What are symptoms of gallstones?
You may not even experience symptoms or know you have gallstones, unless your doctor tells you. But if you do, symptoms include:
- Sudden, intense abdominal pain that is felt in the middle of your abdomen or your right-hand side that may last for several hours
- This pain often spreads to your back or right shoulder or shoulder blade
- Nausea or vomiting
- Yellowing of your skin or eyes, which is called jaundice
- Fever or chills
What causes gallstones?
When cholesterol levels in the blood are too high, this excess cholesterol hardens and turns into stone. This is how gallstones develop in 80 per cent of gallstone cases. In the remaining of 20 per cent of gallstone cases, gallstones result from the hardening of unusually high levels of a waste product called bilirubin in the gallbladder.
What places you at risk of gallstones?
Dietary factors form a huge component of gallstones. You may be at risk of gallstones if you
- are overweight or obese
- consume a low-fiber, high-fat and high-cholesterol diet
- had rapid weight loss recently
Other factors that increase your risk of gallstones is
- having a family history of gallstones
- taking birth control pills or hormones
- having liver disease
- having diabetes
How is gallstones diagnosed?
Your doctor will assess you in a physical examination. You may be scheduled to undergo diagnostic imaging tests such as blood tests, ultrasound scan, CT scan, cholangiography and MRI scan to check for abnormalities in your gallbladder.Blood tests can test for infection or other conditions such as pancreatitis and jaundice which is caused by gallstones.

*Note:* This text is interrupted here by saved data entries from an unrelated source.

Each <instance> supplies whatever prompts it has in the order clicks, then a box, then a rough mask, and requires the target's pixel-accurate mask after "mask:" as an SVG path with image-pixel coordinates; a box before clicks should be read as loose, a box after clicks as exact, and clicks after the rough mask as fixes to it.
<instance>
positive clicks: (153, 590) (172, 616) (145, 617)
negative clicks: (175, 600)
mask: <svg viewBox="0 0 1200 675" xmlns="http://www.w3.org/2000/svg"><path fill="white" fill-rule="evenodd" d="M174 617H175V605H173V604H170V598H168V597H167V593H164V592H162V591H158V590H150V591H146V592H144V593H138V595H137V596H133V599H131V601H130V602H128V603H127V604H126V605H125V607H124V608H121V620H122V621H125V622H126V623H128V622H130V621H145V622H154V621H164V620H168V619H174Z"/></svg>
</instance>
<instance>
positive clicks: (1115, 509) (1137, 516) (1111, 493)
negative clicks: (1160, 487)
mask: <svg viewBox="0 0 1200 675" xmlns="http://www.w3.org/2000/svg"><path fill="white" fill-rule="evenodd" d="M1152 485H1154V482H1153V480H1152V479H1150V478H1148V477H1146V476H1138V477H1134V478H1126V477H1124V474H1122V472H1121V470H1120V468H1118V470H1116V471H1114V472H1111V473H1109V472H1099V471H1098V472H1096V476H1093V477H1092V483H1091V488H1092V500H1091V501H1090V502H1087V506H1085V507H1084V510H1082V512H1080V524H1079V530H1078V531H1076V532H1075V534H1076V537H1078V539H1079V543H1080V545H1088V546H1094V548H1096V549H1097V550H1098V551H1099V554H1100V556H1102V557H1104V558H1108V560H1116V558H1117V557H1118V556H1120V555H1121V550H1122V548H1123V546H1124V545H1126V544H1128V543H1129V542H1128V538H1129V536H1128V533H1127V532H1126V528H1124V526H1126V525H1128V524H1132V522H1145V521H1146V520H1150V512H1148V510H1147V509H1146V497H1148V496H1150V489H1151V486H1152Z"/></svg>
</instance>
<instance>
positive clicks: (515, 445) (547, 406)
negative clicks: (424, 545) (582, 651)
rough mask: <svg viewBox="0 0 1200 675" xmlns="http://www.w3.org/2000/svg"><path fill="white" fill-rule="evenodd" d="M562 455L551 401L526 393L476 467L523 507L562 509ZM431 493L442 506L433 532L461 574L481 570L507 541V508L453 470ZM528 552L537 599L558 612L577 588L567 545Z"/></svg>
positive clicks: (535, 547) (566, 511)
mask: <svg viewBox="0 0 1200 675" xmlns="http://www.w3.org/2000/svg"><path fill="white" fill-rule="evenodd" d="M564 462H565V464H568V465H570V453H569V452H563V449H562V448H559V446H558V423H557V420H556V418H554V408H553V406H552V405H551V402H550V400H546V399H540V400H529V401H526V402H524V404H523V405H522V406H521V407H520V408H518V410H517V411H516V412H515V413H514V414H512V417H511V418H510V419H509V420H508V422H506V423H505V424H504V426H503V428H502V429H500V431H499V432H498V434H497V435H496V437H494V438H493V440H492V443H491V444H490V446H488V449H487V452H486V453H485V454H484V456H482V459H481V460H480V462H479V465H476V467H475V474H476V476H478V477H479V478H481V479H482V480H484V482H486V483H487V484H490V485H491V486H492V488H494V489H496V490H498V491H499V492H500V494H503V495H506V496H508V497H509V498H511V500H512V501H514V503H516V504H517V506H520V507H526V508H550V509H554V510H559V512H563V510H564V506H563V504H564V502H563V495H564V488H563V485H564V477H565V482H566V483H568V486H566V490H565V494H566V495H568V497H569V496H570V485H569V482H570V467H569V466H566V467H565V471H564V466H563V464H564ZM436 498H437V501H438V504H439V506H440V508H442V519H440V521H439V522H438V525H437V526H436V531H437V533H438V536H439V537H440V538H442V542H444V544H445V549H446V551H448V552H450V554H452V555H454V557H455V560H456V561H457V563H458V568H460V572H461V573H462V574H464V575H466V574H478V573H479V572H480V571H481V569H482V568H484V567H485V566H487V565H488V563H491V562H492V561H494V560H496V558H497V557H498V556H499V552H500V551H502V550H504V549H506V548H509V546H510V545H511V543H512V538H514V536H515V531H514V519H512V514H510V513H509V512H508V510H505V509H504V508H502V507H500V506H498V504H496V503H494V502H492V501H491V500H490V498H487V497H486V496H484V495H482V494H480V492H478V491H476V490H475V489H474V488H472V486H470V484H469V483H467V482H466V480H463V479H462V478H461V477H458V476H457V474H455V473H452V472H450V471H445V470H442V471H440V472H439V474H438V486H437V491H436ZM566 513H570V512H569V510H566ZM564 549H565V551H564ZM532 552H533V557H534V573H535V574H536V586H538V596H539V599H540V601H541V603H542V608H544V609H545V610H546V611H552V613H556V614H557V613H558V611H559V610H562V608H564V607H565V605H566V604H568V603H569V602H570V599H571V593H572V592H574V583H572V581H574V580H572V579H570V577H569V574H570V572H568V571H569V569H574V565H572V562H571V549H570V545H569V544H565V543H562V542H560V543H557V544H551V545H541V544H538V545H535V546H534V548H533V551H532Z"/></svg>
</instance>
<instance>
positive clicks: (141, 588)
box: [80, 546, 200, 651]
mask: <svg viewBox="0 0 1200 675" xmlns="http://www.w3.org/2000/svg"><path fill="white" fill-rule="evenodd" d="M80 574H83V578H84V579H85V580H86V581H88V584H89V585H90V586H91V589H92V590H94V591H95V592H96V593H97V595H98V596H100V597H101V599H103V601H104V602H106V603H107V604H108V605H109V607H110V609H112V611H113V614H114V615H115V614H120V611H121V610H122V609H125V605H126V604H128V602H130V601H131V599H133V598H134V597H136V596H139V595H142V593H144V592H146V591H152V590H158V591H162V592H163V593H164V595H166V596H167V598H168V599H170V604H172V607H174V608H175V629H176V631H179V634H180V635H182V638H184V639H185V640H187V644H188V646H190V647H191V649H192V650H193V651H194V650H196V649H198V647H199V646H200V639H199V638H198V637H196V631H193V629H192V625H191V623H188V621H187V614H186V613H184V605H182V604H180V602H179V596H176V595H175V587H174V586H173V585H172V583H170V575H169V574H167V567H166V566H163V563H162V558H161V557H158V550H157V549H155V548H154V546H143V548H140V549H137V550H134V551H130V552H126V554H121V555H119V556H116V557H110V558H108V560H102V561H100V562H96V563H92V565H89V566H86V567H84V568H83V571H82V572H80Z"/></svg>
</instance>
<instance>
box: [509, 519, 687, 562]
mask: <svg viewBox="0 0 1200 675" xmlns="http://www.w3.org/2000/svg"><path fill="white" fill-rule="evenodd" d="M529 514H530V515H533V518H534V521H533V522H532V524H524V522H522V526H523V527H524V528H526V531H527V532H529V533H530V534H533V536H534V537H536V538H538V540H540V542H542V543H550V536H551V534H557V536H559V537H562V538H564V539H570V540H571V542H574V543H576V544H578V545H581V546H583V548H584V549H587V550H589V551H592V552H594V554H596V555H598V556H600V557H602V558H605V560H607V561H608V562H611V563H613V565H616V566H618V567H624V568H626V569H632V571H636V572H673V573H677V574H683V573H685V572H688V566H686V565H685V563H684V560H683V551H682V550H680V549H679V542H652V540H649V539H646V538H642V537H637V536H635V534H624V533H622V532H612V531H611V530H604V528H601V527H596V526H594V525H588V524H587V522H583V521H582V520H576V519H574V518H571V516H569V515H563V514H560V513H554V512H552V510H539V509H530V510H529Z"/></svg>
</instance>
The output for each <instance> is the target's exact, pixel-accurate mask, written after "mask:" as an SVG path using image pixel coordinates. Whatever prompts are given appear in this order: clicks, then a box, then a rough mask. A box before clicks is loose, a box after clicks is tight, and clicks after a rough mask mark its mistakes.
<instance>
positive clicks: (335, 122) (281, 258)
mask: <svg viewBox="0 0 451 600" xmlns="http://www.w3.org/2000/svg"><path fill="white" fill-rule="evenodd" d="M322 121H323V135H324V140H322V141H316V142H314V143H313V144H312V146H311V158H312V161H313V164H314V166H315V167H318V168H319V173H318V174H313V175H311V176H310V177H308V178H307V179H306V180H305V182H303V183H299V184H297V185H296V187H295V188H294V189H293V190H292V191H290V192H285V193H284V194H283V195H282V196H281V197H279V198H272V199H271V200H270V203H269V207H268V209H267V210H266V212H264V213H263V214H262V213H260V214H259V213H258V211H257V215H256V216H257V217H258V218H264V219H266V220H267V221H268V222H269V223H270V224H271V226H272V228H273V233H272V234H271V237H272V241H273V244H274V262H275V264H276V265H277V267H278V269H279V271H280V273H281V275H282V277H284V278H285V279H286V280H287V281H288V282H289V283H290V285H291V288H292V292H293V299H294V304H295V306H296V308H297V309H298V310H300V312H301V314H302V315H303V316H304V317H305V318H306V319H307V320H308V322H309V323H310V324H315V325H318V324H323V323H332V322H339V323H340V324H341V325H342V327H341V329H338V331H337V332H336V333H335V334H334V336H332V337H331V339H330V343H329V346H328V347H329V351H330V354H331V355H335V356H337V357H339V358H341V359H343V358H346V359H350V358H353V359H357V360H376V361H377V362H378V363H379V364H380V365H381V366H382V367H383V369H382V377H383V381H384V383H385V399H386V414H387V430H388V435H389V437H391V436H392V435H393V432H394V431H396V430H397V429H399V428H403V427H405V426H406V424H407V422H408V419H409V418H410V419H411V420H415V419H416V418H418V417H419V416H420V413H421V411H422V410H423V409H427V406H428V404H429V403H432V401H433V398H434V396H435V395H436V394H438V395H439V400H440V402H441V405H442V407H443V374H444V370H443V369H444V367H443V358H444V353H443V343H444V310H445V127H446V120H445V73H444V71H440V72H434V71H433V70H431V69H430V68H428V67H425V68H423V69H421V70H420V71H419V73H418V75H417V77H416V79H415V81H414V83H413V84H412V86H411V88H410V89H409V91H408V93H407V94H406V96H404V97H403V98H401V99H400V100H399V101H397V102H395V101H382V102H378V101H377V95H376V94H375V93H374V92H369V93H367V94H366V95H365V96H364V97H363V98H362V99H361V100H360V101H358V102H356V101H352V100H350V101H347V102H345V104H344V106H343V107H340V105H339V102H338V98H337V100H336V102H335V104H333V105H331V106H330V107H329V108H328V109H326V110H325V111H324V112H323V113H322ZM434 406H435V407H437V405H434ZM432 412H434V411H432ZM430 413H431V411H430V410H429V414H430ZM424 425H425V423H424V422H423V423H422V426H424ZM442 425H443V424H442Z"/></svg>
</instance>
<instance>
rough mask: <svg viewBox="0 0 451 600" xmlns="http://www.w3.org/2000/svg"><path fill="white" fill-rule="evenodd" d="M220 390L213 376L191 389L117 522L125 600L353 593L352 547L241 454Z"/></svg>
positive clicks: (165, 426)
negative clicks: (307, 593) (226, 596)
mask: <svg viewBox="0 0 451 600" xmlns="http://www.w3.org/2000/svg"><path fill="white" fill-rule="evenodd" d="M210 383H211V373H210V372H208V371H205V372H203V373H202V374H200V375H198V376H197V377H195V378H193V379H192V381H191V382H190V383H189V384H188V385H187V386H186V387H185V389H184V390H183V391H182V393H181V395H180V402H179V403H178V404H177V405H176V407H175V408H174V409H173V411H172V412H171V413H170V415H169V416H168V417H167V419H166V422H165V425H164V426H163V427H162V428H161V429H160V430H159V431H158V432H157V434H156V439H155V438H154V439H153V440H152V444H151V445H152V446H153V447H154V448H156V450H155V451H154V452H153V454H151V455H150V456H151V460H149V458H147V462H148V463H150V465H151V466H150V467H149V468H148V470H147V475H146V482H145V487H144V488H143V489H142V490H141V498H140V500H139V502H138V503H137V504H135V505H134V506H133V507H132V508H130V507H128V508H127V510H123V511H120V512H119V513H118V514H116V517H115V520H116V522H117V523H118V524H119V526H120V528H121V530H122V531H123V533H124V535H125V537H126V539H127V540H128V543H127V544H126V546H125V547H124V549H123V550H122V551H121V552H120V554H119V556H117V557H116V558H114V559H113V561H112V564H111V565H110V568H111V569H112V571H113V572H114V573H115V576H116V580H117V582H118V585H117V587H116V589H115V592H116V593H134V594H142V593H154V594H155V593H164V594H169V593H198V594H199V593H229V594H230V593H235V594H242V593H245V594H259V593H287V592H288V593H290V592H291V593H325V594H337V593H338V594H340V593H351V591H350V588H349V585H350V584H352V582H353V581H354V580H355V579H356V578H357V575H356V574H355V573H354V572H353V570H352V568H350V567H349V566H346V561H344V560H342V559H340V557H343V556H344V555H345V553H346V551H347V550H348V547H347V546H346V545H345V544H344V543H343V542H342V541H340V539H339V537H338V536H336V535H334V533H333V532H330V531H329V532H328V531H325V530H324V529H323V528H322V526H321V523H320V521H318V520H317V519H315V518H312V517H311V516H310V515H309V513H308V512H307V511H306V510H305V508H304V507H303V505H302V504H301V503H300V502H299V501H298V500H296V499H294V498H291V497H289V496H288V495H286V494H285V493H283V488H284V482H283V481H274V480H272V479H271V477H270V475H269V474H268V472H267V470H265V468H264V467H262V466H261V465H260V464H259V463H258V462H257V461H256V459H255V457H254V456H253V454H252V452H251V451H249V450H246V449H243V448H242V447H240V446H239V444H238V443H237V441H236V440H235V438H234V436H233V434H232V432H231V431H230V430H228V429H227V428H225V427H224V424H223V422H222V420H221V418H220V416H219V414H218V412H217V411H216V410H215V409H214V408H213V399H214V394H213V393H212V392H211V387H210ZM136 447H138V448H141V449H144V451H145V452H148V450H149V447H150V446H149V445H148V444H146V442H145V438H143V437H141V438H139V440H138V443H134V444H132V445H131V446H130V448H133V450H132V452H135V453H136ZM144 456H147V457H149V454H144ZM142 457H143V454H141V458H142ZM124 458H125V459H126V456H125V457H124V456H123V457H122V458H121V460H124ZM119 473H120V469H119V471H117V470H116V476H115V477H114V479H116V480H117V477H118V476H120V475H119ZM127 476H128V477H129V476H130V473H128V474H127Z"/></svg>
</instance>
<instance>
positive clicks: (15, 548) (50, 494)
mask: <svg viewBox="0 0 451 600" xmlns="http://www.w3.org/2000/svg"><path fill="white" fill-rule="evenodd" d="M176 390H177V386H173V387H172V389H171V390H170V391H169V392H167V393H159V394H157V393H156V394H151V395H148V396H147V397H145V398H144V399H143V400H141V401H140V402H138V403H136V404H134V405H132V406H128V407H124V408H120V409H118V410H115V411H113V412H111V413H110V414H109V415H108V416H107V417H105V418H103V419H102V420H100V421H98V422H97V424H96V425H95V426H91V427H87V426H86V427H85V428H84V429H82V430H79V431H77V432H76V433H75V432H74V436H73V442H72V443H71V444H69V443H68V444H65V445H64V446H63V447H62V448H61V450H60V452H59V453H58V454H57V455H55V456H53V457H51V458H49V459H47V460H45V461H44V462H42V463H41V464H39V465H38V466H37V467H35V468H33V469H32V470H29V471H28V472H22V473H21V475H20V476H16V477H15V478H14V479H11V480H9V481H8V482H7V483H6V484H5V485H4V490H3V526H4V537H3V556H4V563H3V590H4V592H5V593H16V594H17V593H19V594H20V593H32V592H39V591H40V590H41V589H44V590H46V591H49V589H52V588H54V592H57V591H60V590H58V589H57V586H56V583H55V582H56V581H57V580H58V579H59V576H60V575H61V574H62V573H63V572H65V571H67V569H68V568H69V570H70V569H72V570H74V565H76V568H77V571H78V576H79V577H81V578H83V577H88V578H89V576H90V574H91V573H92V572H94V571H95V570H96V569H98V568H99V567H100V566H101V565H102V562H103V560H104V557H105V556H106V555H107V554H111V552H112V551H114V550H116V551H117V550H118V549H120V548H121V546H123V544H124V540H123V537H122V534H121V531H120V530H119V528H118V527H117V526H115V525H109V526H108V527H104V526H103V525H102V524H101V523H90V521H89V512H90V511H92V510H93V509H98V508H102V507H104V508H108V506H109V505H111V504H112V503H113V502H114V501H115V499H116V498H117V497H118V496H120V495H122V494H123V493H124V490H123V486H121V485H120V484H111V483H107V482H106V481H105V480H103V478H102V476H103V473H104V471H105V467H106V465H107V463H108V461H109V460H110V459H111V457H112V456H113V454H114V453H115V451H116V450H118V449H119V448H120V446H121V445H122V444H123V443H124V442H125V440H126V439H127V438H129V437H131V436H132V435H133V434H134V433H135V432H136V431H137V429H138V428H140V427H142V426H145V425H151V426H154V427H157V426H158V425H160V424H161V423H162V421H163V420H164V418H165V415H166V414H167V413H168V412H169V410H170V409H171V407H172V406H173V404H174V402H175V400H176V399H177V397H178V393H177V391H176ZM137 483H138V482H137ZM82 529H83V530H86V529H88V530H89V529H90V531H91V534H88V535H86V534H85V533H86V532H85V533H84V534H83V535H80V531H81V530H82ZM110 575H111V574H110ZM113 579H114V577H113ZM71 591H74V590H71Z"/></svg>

Ultrasound scan or CT scan provide images of your gallbladder. The doctor analyses the images for signs of gallstones.
Cholangiography is performed by using a dye that shows up on X-rays. The dye may be injected using an endoscope through your mouth, or into your blood or even directly into your bile ducts during surgery. After this, X-ray images are taken. If your gallbladder and bile systems are functioning normally, the dye will be absorbed in specific places. Otherwise, the images will reveal abnormalites in your bile or pancreatic systems. If a blockage has been detected, an endoscopic retrograde cholangio-pancreatography (ERCP) will be carried out. During this procedure, your doctor removes the blockage using an endoscope.
MRI scan is carried out to check for gallstones in the bile ducts. This scan uses strong magnetic fields and radio waves to produce detailed images of the organs in the body.
Why laparoscopic gallbladder removal to treat gallstones?
This surgery is recommended if you have pain or other symptoms from gallstones, or your gallbladder is not functioning normally. Gallstones may block the bile ducts which provide a passageway for bile to flow from the gallbladder or liver to the small intestine. This condition, known as choledocholithiasis can cause severe pain,jaundice and infection. It requires immediate medical attention. Gallstones may also block the pancreatic duct which is a tube between the pancreas and the common bile duct. This may cause pancreatitis. Pancreatitis is inflammation of the pancreas. It is a serious condition that causes severe and constant abdominal pain.